Natuurlijk, je kunt beter niét dan wél bij de pakken
neerzitten. Het is verstandiger naar een oplossing van je moeilijkheden te zoeken
dan erin te zwelgen. Maar zo’n oplossing begint bij de erkenning van het
probleem. Dat klinkt gemakkelijker dan het is. Als ik eens stilsta bij mijn haperende
gezondheid, voel ik al snel de neiging voort te gaan, weg van die moeilijke
gevoelens, weg van de regen en de mist, dóór naar de horizon waar de zon weer
schijnt en de monterheid de somberheid de baas is.
En toch geloof ik dat het heilzaam is, de bui zo nu en dan
maar eens uit te zitten en de frustratie, de boosheid of het verdriet toe te
laten. Het een lukt niet meer, het ander evenmin, dít gaat amper, dát is
minder, die longen, die spieren, die onrustige cellen, wat moeilijk toch, wat verdrietig.
Zoals een moe lichaam om rust vraagt, zo wil een belast gemoed een zucht kwijt,
een vloek, een snik. Het is de stoom die van de ketel moet.

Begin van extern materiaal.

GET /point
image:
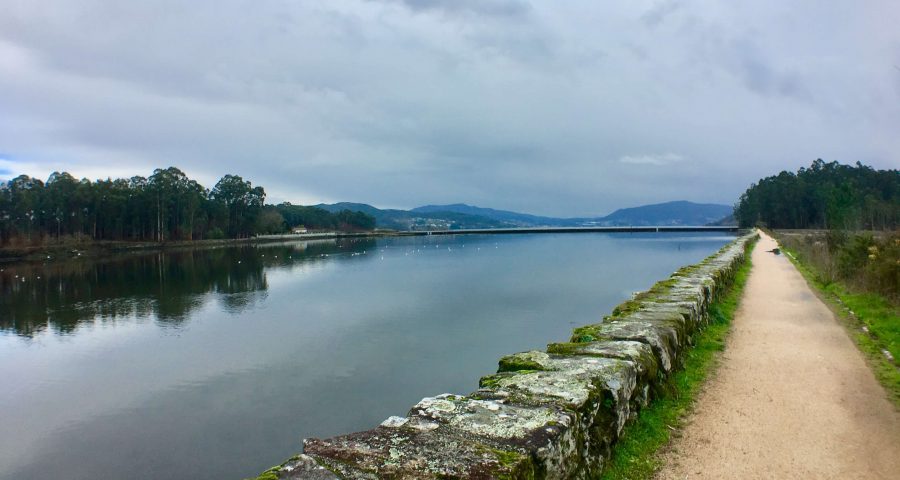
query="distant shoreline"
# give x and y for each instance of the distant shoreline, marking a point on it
(110, 247)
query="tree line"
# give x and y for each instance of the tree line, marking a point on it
(824, 196)
(163, 207)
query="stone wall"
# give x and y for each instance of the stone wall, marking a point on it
(553, 414)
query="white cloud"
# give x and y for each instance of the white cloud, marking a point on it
(409, 102)
(655, 159)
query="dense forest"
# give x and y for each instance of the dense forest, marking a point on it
(824, 196)
(166, 206)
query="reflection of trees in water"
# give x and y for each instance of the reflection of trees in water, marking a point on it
(165, 286)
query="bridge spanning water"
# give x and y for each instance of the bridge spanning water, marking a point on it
(635, 229)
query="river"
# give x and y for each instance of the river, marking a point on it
(214, 363)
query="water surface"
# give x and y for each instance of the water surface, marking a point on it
(214, 363)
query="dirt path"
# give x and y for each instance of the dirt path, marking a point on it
(793, 397)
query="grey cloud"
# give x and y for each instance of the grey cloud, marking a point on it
(660, 11)
(760, 76)
(541, 106)
(502, 8)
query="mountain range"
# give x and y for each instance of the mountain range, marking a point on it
(462, 216)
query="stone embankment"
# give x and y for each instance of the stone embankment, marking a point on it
(553, 414)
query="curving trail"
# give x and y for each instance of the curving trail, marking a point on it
(793, 397)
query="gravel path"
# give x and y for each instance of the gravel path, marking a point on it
(793, 397)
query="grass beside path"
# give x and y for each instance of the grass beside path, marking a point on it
(635, 456)
(871, 321)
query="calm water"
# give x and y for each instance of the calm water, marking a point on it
(212, 364)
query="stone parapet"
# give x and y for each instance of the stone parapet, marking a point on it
(553, 414)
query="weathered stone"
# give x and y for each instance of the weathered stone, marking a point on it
(302, 467)
(662, 339)
(601, 391)
(414, 453)
(544, 432)
(646, 364)
(551, 414)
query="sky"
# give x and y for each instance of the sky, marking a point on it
(555, 108)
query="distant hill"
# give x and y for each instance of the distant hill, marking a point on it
(511, 218)
(463, 216)
(669, 213)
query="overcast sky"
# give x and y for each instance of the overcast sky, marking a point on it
(553, 107)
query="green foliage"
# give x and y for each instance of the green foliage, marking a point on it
(879, 314)
(864, 262)
(166, 206)
(635, 455)
(825, 195)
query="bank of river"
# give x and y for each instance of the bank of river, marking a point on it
(213, 363)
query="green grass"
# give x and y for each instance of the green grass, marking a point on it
(871, 310)
(635, 456)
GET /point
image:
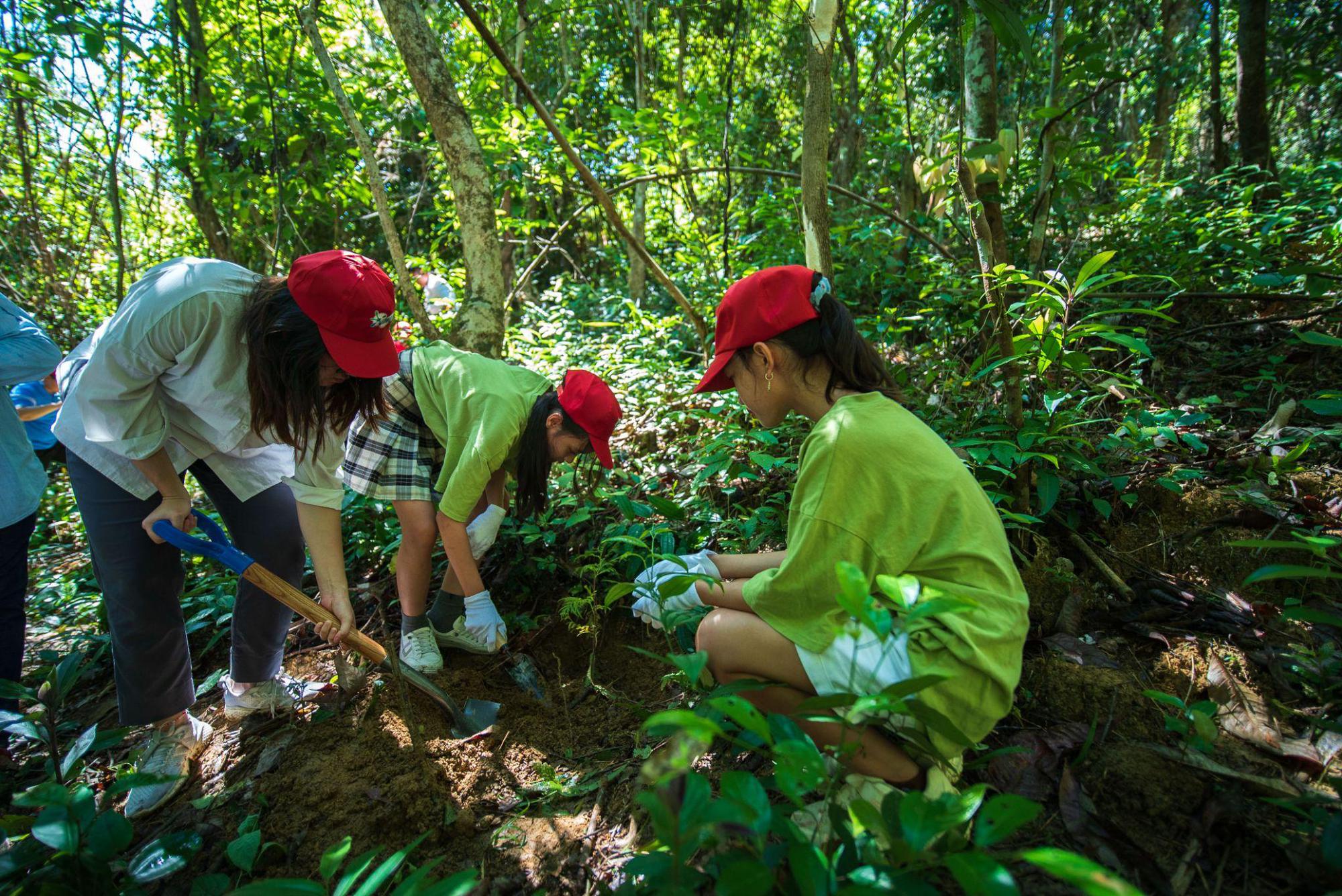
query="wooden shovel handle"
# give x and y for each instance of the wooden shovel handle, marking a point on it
(311, 610)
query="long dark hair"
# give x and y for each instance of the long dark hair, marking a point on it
(285, 353)
(834, 336)
(533, 454)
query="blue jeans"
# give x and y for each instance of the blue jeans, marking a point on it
(143, 583)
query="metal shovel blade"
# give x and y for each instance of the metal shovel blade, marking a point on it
(481, 714)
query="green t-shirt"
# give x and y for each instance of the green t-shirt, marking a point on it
(477, 410)
(881, 490)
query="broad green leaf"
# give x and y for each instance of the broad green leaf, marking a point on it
(1088, 877)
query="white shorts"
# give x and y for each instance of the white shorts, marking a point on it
(858, 665)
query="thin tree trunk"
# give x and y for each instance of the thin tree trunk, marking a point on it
(815, 136)
(119, 219)
(1045, 199)
(1003, 329)
(482, 317)
(1167, 87)
(590, 180)
(1251, 87)
(1215, 112)
(638, 14)
(982, 121)
(202, 203)
(375, 176)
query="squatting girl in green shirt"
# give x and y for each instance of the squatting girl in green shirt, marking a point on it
(460, 425)
(876, 488)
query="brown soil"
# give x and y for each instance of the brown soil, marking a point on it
(358, 772)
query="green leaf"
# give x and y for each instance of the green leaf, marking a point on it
(1092, 879)
(1128, 343)
(1093, 266)
(458, 885)
(242, 851)
(1319, 339)
(1047, 486)
(979, 875)
(390, 867)
(281, 887)
(1289, 572)
(1002, 818)
(1308, 615)
(164, 856)
(57, 828)
(108, 836)
(743, 713)
(77, 750)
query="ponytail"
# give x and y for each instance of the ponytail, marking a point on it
(533, 455)
(834, 336)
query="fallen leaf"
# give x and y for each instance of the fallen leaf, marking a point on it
(1274, 787)
(1080, 653)
(1034, 772)
(1246, 716)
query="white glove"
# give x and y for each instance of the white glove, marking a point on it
(689, 565)
(484, 622)
(652, 607)
(484, 530)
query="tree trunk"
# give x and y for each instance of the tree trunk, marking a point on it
(1215, 113)
(372, 171)
(1045, 198)
(815, 136)
(638, 14)
(1003, 329)
(201, 203)
(1167, 87)
(982, 123)
(482, 317)
(1251, 87)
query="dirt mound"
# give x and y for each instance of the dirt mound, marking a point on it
(519, 801)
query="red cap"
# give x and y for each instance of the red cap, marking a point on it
(756, 309)
(352, 301)
(592, 406)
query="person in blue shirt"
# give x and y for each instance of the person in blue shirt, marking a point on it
(26, 353)
(38, 403)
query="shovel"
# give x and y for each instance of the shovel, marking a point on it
(478, 714)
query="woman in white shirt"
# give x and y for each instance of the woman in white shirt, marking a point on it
(248, 383)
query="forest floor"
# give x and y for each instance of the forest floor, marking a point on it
(544, 800)
(1147, 602)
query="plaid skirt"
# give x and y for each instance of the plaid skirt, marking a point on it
(399, 458)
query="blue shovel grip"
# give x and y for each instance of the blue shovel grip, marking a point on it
(218, 548)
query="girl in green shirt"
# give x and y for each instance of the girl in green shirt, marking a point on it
(877, 489)
(460, 426)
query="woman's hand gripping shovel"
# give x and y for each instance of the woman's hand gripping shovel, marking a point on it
(478, 714)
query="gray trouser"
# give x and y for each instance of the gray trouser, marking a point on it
(143, 583)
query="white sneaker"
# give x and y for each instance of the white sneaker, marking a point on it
(167, 753)
(419, 651)
(277, 695)
(460, 638)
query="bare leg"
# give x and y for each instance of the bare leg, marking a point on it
(450, 583)
(741, 646)
(415, 557)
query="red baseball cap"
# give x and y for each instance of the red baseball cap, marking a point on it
(352, 301)
(592, 406)
(756, 309)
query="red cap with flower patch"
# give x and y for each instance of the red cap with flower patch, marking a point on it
(591, 404)
(352, 301)
(756, 309)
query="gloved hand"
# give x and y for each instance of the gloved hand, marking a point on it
(484, 530)
(689, 565)
(652, 607)
(484, 622)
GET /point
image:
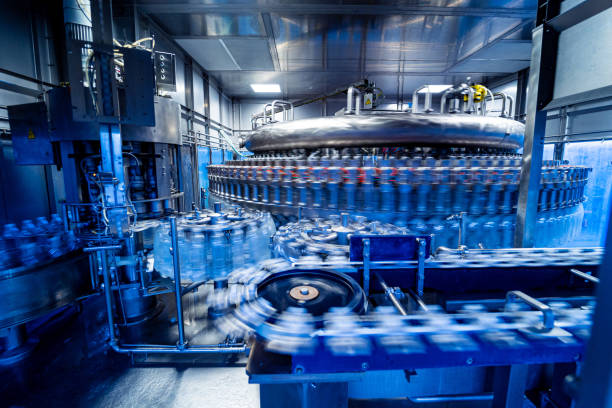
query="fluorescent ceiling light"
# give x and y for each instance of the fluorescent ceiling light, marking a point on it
(434, 88)
(266, 88)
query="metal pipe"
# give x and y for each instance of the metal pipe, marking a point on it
(389, 292)
(109, 299)
(452, 398)
(443, 100)
(102, 248)
(484, 100)
(428, 96)
(510, 105)
(504, 98)
(415, 98)
(177, 283)
(144, 349)
(273, 113)
(349, 99)
(418, 300)
(548, 317)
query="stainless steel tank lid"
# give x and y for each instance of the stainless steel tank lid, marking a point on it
(388, 130)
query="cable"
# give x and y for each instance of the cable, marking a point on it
(83, 10)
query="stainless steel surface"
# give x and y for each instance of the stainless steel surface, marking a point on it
(399, 129)
(167, 125)
(577, 43)
(29, 292)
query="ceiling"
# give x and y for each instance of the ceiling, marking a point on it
(313, 47)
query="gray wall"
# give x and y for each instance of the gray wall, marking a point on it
(25, 191)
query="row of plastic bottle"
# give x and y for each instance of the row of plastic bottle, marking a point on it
(212, 244)
(35, 241)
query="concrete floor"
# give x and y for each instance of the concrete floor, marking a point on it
(71, 367)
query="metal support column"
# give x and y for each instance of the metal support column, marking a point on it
(509, 386)
(539, 93)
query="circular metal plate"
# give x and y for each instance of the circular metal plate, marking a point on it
(399, 129)
(333, 290)
(304, 293)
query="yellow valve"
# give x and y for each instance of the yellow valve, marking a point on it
(480, 92)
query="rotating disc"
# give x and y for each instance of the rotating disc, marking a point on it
(315, 290)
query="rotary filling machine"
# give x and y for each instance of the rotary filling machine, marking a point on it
(396, 271)
(369, 207)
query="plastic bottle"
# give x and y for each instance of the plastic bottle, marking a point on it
(237, 248)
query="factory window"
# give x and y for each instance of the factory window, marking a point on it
(598, 156)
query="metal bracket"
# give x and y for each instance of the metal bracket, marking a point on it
(548, 317)
(583, 275)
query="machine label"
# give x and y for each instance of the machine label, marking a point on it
(165, 76)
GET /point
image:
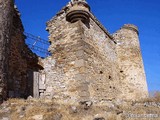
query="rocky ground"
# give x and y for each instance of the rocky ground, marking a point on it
(44, 109)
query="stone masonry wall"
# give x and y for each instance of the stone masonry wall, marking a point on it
(83, 63)
(132, 76)
(101, 67)
(21, 61)
(88, 63)
(16, 59)
(6, 10)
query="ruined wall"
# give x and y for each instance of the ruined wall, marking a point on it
(101, 63)
(17, 62)
(6, 10)
(83, 63)
(87, 62)
(132, 76)
(21, 61)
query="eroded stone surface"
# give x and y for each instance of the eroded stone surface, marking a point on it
(91, 64)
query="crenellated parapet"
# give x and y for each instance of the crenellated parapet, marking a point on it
(78, 11)
(131, 27)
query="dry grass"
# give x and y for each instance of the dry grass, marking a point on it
(54, 110)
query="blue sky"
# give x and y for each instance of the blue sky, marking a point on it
(112, 14)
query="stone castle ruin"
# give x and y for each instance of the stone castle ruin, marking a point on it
(87, 63)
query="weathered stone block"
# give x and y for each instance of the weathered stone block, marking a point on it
(79, 63)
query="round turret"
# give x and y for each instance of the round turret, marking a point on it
(78, 11)
(131, 27)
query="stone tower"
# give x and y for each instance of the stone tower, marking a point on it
(86, 60)
(132, 76)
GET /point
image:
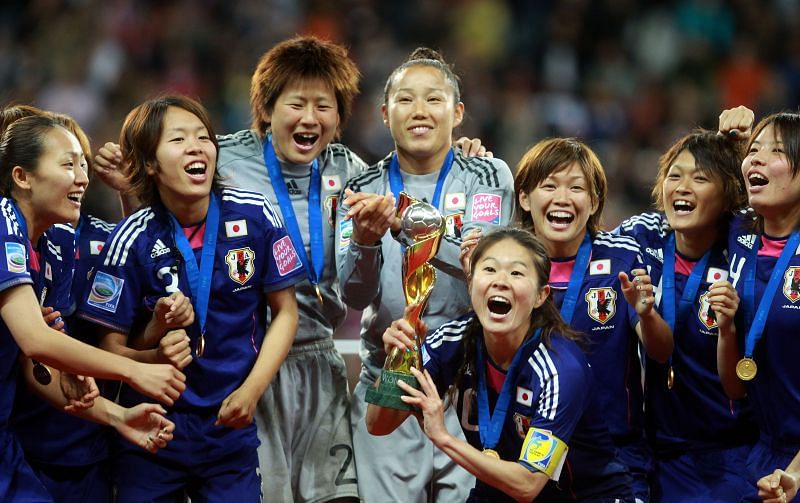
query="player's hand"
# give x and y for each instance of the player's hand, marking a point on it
(53, 318)
(175, 311)
(737, 122)
(175, 348)
(373, 215)
(79, 391)
(162, 382)
(145, 425)
(237, 409)
(428, 400)
(777, 487)
(468, 243)
(109, 168)
(724, 301)
(639, 291)
(472, 147)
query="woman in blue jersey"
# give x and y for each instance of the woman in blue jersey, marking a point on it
(226, 250)
(520, 383)
(700, 437)
(759, 358)
(561, 190)
(42, 181)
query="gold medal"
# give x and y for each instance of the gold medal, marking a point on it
(746, 369)
(491, 453)
(201, 346)
(41, 373)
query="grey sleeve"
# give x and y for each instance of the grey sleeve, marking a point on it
(490, 204)
(358, 267)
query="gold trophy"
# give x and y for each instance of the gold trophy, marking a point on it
(423, 226)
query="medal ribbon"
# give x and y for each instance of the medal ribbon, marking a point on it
(490, 426)
(316, 264)
(760, 319)
(576, 279)
(396, 179)
(199, 278)
(689, 290)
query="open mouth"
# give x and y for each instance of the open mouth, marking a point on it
(499, 305)
(682, 206)
(560, 217)
(196, 169)
(757, 180)
(306, 140)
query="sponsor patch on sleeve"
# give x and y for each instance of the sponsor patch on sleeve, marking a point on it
(106, 292)
(15, 257)
(345, 231)
(236, 228)
(544, 452)
(486, 208)
(285, 256)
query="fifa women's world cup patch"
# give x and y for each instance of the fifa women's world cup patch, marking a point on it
(106, 291)
(15, 257)
(544, 452)
(601, 303)
(285, 256)
(241, 264)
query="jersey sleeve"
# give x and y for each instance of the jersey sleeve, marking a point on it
(489, 204)
(284, 267)
(562, 388)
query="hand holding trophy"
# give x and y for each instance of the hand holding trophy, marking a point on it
(423, 226)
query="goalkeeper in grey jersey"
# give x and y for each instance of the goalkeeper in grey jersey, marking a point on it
(421, 108)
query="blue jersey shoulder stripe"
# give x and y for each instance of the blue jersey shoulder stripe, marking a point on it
(543, 365)
(125, 236)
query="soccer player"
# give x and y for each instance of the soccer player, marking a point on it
(700, 437)
(520, 384)
(422, 106)
(759, 357)
(226, 250)
(561, 191)
(42, 183)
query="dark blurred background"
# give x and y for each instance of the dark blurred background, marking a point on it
(626, 76)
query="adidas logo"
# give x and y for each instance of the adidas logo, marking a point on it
(293, 188)
(159, 249)
(747, 240)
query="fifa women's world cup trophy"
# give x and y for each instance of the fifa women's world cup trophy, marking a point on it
(423, 227)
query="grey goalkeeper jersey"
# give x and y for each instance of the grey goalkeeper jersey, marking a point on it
(477, 193)
(241, 164)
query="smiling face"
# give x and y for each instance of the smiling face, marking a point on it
(421, 112)
(59, 180)
(560, 206)
(304, 120)
(186, 159)
(693, 202)
(505, 289)
(772, 190)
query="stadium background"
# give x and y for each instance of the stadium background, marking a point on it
(626, 76)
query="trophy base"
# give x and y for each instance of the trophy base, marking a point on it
(388, 393)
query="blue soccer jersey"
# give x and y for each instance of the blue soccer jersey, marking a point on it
(775, 391)
(141, 263)
(49, 435)
(695, 414)
(555, 395)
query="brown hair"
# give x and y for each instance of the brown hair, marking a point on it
(302, 58)
(552, 155)
(140, 135)
(716, 156)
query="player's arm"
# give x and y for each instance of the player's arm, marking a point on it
(238, 408)
(22, 315)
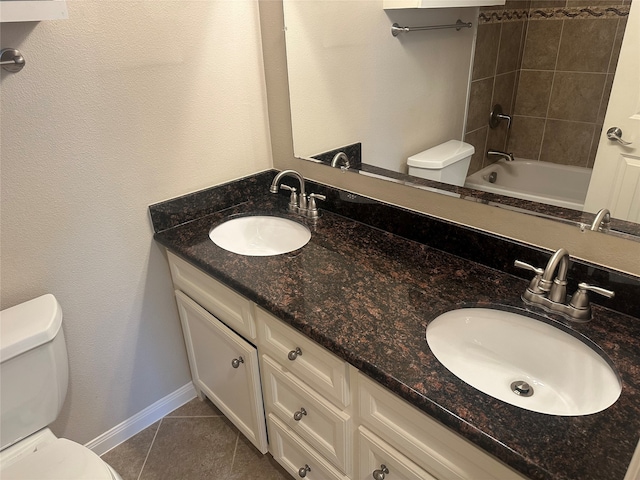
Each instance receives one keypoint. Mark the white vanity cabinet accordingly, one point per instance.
(307, 400)
(224, 367)
(414, 443)
(325, 419)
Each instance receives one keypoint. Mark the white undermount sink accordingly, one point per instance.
(523, 361)
(260, 235)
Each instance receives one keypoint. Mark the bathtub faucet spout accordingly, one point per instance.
(507, 156)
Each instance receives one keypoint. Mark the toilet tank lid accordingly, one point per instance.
(441, 155)
(29, 325)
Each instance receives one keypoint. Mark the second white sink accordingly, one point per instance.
(260, 235)
(523, 361)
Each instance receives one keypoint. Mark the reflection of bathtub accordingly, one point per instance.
(544, 182)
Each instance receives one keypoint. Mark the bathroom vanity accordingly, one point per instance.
(326, 345)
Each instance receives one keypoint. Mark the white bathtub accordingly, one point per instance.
(544, 182)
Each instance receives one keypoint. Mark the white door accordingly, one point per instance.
(615, 182)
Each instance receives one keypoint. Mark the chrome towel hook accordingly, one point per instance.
(11, 60)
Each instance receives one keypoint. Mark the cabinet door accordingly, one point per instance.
(225, 368)
(229, 307)
(319, 368)
(380, 460)
(325, 427)
(296, 456)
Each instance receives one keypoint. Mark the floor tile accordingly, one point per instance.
(128, 458)
(191, 448)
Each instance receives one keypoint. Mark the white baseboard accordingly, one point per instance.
(142, 420)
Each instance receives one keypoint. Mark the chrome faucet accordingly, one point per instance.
(302, 204)
(507, 156)
(341, 156)
(602, 220)
(551, 293)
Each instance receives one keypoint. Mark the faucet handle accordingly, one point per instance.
(312, 209)
(293, 198)
(534, 285)
(580, 299)
(527, 266)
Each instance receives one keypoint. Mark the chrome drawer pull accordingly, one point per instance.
(293, 354)
(235, 363)
(303, 470)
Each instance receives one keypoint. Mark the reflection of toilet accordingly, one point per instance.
(447, 162)
(34, 374)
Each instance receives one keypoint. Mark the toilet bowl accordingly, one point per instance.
(446, 163)
(33, 385)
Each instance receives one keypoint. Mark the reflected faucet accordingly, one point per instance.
(341, 156)
(557, 288)
(302, 204)
(602, 220)
(297, 203)
(507, 156)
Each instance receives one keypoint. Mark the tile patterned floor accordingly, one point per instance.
(194, 442)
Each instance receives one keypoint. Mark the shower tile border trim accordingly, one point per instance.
(565, 13)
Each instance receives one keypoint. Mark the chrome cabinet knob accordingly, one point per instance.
(299, 414)
(235, 363)
(293, 354)
(615, 134)
(302, 472)
(379, 474)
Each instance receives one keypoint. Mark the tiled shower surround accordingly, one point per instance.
(550, 64)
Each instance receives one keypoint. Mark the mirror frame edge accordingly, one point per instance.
(605, 250)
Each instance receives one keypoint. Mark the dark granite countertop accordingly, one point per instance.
(368, 295)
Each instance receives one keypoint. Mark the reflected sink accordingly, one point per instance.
(260, 235)
(523, 361)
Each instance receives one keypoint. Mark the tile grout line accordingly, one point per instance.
(150, 447)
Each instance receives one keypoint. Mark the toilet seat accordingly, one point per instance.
(59, 460)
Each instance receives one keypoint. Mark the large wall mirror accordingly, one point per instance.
(381, 99)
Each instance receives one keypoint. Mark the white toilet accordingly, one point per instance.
(33, 384)
(447, 162)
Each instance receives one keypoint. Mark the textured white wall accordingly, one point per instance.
(125, 104)
(351, 81)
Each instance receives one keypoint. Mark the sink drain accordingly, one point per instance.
(522, 388)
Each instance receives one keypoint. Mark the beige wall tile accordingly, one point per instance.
(576, 96)
(504, 91)
(510, 45)
(586, 45)
(477, 138)
(525, 138)
(534, 90)
(486, 56)
(479, 104)
(541, 45)
(606, 95)
(594, 145)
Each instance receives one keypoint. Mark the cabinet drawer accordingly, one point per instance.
(324, 426)
(375, 454)
(314, 365)
(431, 445)
(294, 454)
(229, 307)
(212, 348)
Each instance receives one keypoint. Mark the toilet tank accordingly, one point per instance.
(34, 373)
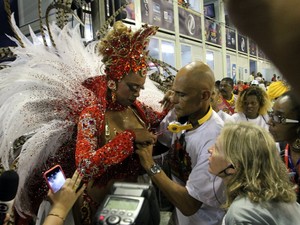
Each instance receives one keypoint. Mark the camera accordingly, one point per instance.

Daarmee zijn de problemen niet zomaar opgelost, want sommige
problemen láten zich niet oplossen. Het zijn rotzakken, leedbezorgers, chagrijnverwekkers,
obstakels en valkuilen op je levensweg. Maar het zijn wel jóuw rotzakken et
cetera en je zult het ermee moeten doen.
Embrace the ugly,
stond hier laatst op een parkeergarage gekalkt. Ik schreef daar een stukje over, vond het wel een prikkelende gedachte, maar was het er toch niet helemaal
mee eens. Moeten we onze rotzakken omhelzen? Ook dat gaat me te ver. Maar hen een
plaats geven, als ze toch blijven, is wel een idee.